As much as she loves creating, she's also a sensitive soul and more than a little tough on herself, regularly losing patience when the results of her creative efforts do not look like the vision in her head. It's not unusual for her to despair, “It’s just not right!” or, “It won’t work!” and even, “I can’t do this!”
In those moments of pure frustration she can be difficult to console, but I've been known (on more than one occasion) to use books to stealthily invite further discussion on the importance of not giving up, trying again, and transforming the common refrain "can't" to "yet"...(though I have learned to wait until she is calm again).
One of my favorite books for helping inspire children to embrace this mindset change is Rosie Revere, Engineer by Andrea Beaty. The title character, Rosie Revere, loves to make fine inventions to help her friends and family members, but when her uncle laughs out loud at one of her creations, Rosie’s feelings are hurt and she decides to keep her ideas and dreams to herself. That is until her great-great-aunt Rose visits and shares her dream of flying.

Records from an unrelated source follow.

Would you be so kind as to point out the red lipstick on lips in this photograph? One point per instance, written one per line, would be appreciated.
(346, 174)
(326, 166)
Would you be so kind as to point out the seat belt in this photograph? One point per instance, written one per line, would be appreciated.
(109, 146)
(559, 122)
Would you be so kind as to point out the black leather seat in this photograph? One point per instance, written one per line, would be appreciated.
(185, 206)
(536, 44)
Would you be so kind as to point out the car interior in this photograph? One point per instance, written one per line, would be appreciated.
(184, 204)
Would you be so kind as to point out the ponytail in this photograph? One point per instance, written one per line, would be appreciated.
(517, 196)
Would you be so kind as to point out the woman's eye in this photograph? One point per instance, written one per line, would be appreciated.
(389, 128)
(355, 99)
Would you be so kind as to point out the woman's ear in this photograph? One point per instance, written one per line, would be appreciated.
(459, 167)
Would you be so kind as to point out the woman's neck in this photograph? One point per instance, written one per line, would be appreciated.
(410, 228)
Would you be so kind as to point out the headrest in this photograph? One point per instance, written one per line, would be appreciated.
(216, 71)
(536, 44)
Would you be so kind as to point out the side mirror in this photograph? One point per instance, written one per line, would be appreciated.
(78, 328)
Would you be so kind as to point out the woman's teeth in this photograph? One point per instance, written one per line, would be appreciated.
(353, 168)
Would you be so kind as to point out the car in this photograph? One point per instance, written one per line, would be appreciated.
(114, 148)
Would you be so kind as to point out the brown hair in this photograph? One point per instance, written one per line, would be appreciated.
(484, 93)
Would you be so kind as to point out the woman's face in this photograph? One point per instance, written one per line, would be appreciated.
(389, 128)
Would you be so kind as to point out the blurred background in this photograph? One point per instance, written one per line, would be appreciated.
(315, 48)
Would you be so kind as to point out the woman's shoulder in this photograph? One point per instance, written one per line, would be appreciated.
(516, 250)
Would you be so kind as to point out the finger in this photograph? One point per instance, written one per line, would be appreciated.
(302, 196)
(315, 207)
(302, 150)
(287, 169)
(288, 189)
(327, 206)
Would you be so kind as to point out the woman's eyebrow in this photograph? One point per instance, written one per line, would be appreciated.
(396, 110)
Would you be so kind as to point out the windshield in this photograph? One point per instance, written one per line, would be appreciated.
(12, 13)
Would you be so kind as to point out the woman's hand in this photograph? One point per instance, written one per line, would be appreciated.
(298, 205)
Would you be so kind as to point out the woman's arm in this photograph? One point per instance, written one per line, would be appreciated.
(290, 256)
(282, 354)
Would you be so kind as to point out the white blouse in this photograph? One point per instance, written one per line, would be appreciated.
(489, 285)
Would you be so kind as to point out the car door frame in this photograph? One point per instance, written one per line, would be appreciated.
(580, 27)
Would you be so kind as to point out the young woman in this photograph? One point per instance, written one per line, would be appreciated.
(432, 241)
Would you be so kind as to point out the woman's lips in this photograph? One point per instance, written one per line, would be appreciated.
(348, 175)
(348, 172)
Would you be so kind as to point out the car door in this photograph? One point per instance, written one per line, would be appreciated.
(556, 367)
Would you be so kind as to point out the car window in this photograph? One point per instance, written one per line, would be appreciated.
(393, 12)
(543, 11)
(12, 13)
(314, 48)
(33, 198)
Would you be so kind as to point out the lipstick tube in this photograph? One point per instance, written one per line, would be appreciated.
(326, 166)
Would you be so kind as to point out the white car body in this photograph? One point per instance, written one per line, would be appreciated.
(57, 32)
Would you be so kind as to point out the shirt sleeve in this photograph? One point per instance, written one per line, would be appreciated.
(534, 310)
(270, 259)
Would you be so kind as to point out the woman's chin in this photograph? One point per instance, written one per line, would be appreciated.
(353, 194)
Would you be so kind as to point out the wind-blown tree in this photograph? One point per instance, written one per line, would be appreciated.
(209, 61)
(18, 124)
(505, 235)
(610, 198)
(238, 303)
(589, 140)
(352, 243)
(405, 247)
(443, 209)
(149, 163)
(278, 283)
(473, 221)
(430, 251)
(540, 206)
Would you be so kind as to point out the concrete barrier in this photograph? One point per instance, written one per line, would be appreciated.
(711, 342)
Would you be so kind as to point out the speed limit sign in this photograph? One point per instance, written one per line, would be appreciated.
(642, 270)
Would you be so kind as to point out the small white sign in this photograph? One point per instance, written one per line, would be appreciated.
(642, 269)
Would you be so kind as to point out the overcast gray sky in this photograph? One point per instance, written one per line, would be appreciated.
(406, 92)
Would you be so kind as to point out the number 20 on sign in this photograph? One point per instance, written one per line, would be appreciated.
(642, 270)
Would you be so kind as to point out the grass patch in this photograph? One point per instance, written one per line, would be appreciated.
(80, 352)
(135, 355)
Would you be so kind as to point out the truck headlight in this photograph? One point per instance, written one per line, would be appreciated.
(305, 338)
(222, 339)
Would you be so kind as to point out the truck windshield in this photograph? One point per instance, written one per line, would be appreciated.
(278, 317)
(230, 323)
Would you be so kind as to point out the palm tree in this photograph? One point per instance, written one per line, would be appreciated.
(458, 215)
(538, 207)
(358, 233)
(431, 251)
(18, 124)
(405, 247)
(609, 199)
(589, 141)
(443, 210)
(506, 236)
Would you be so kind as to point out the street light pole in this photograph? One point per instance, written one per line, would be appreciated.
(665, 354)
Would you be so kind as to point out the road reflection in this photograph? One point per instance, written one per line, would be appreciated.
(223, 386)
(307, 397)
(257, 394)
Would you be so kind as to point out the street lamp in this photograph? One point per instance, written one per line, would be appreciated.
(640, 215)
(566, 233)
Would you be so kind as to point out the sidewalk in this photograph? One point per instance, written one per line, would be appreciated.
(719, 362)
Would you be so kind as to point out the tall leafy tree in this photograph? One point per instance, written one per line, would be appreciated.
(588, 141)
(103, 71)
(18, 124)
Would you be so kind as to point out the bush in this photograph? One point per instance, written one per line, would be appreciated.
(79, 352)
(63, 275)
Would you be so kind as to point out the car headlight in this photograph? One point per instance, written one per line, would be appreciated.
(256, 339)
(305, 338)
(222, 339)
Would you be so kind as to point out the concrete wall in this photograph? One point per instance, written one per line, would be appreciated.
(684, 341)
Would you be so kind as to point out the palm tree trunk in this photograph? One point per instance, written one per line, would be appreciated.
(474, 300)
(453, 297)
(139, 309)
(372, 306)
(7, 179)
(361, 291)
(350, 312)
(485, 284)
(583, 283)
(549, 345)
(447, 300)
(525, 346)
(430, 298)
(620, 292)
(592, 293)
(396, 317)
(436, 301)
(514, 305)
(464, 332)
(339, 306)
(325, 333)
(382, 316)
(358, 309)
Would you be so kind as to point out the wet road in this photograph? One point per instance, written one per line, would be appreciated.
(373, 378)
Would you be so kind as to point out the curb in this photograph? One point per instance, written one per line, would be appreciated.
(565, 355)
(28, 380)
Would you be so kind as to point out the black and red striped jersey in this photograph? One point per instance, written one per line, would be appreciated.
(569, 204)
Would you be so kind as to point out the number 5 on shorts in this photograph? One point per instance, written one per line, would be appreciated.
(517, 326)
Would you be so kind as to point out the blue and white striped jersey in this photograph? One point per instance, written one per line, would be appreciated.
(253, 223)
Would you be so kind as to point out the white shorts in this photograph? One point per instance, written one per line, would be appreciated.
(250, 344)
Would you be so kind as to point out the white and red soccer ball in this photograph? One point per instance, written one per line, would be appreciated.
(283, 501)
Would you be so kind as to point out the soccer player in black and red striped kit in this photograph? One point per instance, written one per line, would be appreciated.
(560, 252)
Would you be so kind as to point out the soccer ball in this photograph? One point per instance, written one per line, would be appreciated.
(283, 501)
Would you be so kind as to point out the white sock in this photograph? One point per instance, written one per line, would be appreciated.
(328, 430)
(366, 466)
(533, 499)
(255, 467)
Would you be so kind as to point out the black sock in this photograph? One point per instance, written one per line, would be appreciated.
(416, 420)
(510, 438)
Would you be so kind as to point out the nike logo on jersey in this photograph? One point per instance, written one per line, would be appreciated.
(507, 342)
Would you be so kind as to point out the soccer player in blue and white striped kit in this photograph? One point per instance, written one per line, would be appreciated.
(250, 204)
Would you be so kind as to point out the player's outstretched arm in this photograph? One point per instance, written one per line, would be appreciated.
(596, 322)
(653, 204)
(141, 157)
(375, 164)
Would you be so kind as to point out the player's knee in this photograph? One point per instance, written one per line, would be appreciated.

Rosie begins to wonder if she could possibly build a flying machine. Her first attempt does indeed take off and leave the ground, but just for a moment before it crashes back to earth. A disheartened Rosie is surprised to be congratulated by her great-great-aunt with my most favorite part of the book in her relative’s wise reaction:
"Your brilliant first flop was a raging success!
Come on, let’s get busy and on to the next!"
She handed a notebook to Rosie Revere,
who smiled at her aunt as it all became clear.
Life might have its failures, but this was not it.
The only true failure can come if you quit.
It truly is a wonderufl book and reinforces a message that is so valuable for children across all elementary grades, and even well into middle school!
To make the most of reading Rosie Revere, Engineer with your child, I suggest reading it aloud with your child and then spending some time discussing Rosie’s predicament and lessons learned throughout the story. You might ask questions like:
- Why does Rosie decide to hide her dreams?
- Which actions and words in the book do you think made Rosie feel encouraged? Which made her feel discouraged or embarrassed?
- Why did Uncle Fred laugh at Rosie’s cheese hat? Do you think he meant to be unkind?
- What do you think the term ‘perfect failure’ means?
- Can you think of a time when you felt like you had failed at something, or you were unhappy with the result of something you were trying to make or do? How did you react?
- If you were in a similar situation again, is there a more helpful way you could respond? What words could you tell yourself as encouragement not to give up?
And if you'd like to continue your discussion further, be sure to also check out Andrea Beatty’s other books Ada Twist, Scientist and Iggy Peck, Architect, as well as When Sophie Thinks She Can't by Molly Bang and She Persisted by Chelsea Clinton.